I don’t know the answer to that.  A friend who was injured in the Vietnam War told me that after he survived a life-threatening wound, he wrote on a card, “The Lord gave me another day.  Why?”  He carries that with him until this day.  I don’t think he has been able to pencil in an anwer yet.

Most people’s reaction to my continued residence above ground have said some version of “The Lord still has a mission for you.”  If that’s the case, I think He must be sorely disappointed.  I think I’ve been considerably less useful after my accident and coma.  A traumatic brain injury I suffered in the wreck has not been debilitating, but it has compromised some things and made me an irritable, grumpy, “get those kids off my lawn” kind of guy.  And the whole Lazarus act has left me with a few nagging health issues.  I’m getting along fine, but I suspect I was more useful before all of that went down.

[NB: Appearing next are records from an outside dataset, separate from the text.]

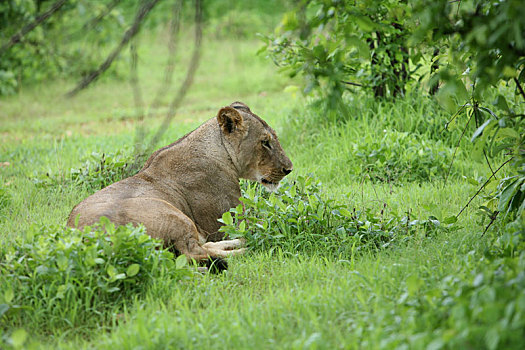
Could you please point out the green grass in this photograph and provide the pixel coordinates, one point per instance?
(386, 298)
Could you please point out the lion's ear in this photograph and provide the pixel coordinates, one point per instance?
(229, 119)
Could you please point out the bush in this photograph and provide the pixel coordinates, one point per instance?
(101, 170)
(297, 218)
(400, 156)
(97, 171)
(485, 307)
(64, 276)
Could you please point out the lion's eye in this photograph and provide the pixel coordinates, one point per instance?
(266, 143)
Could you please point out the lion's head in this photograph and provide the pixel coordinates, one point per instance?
(253, 146)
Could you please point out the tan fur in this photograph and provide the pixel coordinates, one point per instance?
(185, 187)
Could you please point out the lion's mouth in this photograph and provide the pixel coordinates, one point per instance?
(267, 182)
(270, 185)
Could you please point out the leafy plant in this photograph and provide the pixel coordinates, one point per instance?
(98, 171)
(400, 156)
(61, 276)
(482, 308)
(101, 170)
(297, 218)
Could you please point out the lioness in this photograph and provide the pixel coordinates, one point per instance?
(185, 187)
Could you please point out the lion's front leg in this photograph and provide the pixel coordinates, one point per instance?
(228, 245)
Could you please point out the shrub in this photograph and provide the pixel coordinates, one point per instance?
(400, 156)
(64, 276)
(101, 170)
(297, 218)
(481, 307)
(97, 171)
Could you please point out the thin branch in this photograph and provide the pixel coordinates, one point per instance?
(172, 47)
(492, 219)
(351, 83)
(128, 35)
(483, 186)
(454, 116)
(519, 87)
(134, 80)
(456, 149)
(29, 27)
(190, 73)
(94, 20)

And the friends I’ve lost?  No false humility here:  They were more likely to do good things than I am.  Better people.  Better servants.  They’d both get picked way before me in a pickup game of celestial softball.  I’m a right fielder on that team:  Limited skills, but if the ball only comes my way every couple of innings, I won’t screw things up too badly.  (Maybe I should stick with this analogy and assume that they were called up to the majors while I’m left scuffling in triple-A).

All of us struggle with finding meaning in life.  I think that struggle is amplified when experiences make our lives seem more fragile.  Such experiences leave whispers in our ears telling us that if we have a purpose, we better find it quickly, because our tomorrows aren’t guaranteed.

I’ve had to reconcile myself to the realization that if there was a Purpose to me being spared (the capital-P kind of Purpose, like the reason Peter Parker was bitten by a radioactive spider), I’m unlikely to know what it is until it gets here, and forcing the issue probably will just frustrate me.  So I focus more on the lower-case purposes for which I might have been spared.  That involves the people right in front of me.  If I can be encouraging or comforting, if I can lighten a load through humor, if i can use my bonus hours by being present for others, that is probably enough for me.  I think a lot of accumulated good can be done by just being a little kinder, a little more available, a little more helpful to the people with whom I am blessed to share mortality.

Either Heaven or Hell is going to have to put up with me eventually.   Until that time, I’ll worry less about why I am here and just try to make my little piece of the planet a bit more pleasant.

As long as everyone stays off my lawn.